March 18, 2024

NEW YORK CITY, USA - MAY 19: A small street with shops in lower manhattan. Cars waiting at traffic lights - pedestrians walking across the street, May 19, 2014 in New York City.

NEW YORK CITY, USA - MAY 19: A small street with shops in lower manhattan. Cars waiting at traffic lights - pedestrians walking across the street, May 19, 2014 in New York City.
NEW YORK CITY, USA – MAY 19: A small street with shops in lower manhattan. Cars waiting at traffic lights – pedestrians walking across the street, May 19, 2014 in New York City.

I go into San Francisco once a week. The energy invigorates me and smothers me. I come home energized and exhausted. So to manage, I develop patterns. Simple patterns about which bus I get on, to go to the City and which stop I get off at. Each was a simple decision of efficiency at the time of the first occurrence. But with repetition has developed from a single occurrence into a solidified pattern. A habit.

A few weeks ago, when I got to the city, my road was closed. They are building a new subway terminal and the road had been blocked off to negotiate a massive crane carrying beams the weight of 3 school buses. For some well thought out reason, they didn’t want anyone without a hard hat in the area. Gratefully, they were also safe, so the construction workers didn’t have to worry about how their hard hats would measure up against a 3 school bus weighted beam.

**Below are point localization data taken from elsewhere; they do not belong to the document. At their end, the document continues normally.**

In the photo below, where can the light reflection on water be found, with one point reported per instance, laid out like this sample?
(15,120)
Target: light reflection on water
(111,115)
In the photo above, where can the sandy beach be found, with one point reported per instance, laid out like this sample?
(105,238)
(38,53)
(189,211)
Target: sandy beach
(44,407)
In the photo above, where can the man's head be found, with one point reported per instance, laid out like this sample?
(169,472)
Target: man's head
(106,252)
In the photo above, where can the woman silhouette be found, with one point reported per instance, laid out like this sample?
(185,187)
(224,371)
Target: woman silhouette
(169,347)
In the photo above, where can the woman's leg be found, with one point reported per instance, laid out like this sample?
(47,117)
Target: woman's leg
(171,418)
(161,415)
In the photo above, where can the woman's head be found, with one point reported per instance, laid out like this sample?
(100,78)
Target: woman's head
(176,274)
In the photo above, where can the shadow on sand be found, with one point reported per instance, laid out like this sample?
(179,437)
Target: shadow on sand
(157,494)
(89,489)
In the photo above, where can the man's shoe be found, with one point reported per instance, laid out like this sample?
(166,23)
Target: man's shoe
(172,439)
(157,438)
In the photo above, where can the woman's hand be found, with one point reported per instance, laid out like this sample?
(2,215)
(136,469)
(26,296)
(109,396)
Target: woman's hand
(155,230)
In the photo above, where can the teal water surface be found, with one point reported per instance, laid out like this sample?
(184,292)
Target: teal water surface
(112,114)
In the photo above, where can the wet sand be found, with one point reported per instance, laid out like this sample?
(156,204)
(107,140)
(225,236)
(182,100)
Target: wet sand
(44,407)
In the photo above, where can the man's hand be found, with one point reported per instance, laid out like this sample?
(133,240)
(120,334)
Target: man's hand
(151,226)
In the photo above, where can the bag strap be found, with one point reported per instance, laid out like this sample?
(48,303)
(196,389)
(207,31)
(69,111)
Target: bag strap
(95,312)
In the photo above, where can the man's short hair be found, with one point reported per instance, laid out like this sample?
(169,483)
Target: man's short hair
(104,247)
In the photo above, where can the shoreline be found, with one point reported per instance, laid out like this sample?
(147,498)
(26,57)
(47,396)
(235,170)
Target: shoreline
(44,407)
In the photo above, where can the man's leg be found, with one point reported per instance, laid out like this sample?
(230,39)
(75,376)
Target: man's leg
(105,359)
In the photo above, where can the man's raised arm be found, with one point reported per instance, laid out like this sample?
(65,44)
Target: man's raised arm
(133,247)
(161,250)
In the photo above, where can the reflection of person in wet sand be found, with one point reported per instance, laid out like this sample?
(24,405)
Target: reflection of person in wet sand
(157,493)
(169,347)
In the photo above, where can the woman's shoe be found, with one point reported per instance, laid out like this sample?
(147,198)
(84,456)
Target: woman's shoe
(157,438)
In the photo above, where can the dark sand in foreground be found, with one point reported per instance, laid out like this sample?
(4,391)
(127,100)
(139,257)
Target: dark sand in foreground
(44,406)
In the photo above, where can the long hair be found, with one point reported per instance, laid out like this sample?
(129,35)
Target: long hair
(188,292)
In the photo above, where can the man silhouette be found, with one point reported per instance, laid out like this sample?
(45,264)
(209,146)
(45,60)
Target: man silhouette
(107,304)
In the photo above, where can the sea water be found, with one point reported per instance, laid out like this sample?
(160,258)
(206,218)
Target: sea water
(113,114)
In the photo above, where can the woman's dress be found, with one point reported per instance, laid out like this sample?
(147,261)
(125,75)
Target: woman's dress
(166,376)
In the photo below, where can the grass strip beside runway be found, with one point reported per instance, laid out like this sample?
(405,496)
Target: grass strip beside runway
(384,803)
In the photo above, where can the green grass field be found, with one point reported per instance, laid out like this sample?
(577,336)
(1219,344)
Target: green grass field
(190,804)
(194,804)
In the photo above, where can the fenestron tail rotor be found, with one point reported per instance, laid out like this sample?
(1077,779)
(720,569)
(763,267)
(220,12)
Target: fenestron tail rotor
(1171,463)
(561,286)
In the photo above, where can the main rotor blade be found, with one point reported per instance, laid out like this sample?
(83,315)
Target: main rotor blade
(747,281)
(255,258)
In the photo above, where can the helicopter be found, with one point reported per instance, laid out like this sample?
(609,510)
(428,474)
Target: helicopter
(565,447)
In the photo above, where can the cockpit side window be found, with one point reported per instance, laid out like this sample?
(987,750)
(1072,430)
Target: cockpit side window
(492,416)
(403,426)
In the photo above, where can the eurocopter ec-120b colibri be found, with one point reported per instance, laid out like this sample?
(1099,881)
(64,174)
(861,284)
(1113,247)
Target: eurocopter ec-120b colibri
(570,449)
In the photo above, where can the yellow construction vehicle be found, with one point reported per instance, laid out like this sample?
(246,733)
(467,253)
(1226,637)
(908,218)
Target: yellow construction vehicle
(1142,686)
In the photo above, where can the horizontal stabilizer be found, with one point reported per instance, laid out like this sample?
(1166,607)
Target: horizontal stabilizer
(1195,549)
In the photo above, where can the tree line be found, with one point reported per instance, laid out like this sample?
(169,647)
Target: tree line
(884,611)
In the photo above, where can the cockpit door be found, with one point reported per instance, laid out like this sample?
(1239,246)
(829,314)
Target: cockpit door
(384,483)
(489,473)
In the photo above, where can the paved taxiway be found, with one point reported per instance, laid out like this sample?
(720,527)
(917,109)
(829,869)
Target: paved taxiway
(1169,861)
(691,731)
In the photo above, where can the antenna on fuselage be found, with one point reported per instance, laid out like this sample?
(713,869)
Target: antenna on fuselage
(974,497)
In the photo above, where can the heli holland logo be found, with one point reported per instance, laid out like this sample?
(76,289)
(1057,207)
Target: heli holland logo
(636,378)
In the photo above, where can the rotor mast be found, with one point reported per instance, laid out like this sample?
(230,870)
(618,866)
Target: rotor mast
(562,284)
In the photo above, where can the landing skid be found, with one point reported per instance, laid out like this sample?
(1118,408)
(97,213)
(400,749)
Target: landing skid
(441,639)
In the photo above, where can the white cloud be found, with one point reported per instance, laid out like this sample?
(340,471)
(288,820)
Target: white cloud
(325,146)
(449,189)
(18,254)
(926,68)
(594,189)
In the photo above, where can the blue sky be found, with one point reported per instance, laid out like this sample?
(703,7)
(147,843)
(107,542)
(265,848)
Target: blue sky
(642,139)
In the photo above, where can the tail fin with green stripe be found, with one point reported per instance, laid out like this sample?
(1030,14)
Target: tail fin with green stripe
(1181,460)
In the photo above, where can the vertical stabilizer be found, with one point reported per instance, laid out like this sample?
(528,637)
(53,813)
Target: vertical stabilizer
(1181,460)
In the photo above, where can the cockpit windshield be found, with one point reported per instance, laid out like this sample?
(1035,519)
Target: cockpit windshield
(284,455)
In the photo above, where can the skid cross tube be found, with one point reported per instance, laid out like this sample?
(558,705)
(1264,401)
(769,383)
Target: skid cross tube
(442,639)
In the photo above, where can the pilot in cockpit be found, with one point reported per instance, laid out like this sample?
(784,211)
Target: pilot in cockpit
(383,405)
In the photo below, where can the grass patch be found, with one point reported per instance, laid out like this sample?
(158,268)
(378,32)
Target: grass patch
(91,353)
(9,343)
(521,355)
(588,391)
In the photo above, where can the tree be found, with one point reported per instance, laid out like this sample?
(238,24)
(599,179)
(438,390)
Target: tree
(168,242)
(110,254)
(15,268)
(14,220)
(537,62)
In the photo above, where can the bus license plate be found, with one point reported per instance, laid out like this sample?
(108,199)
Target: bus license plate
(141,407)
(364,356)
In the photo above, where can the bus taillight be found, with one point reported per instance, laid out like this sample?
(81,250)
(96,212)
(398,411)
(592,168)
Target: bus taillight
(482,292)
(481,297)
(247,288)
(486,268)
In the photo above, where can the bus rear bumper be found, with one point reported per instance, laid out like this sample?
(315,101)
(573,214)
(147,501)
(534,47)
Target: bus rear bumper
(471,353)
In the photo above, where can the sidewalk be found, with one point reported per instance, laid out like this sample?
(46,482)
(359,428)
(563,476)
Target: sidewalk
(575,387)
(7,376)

I was forced to detour. It was a simple enough detour, I ended up walking down the opposite side of the street from which I normally do. A path only 30 feet away from my normal path. But what a dramatically different walk I had then I normally do. I broke out of autopilot. I disrupted my cadence of speed that I use to try to get all the walk signs timed right. And I looked up and around me. I was on a new path and it required my attention to ensure I didn’t end up going the wrong way. There was a garden with a train caboose in it. There was a massive courtyard with no people and open space to walk diagonally through. I felt like I was in a different part of the city. But I was simply 30 feet away from my normal path, on the same street, I walked down every week. This was new.

It didn’t change my world. I haven’t become enlighted as a result. I didn’t find myself avoiding being hit by a car or avoid being struck by lightning because of the universe conspiring to save me. It was more simple than that, more subtle. It was fresh. It revived an old experience into something new. It put a smile on my face. I liked that.

Try to wander to the other side of the street today.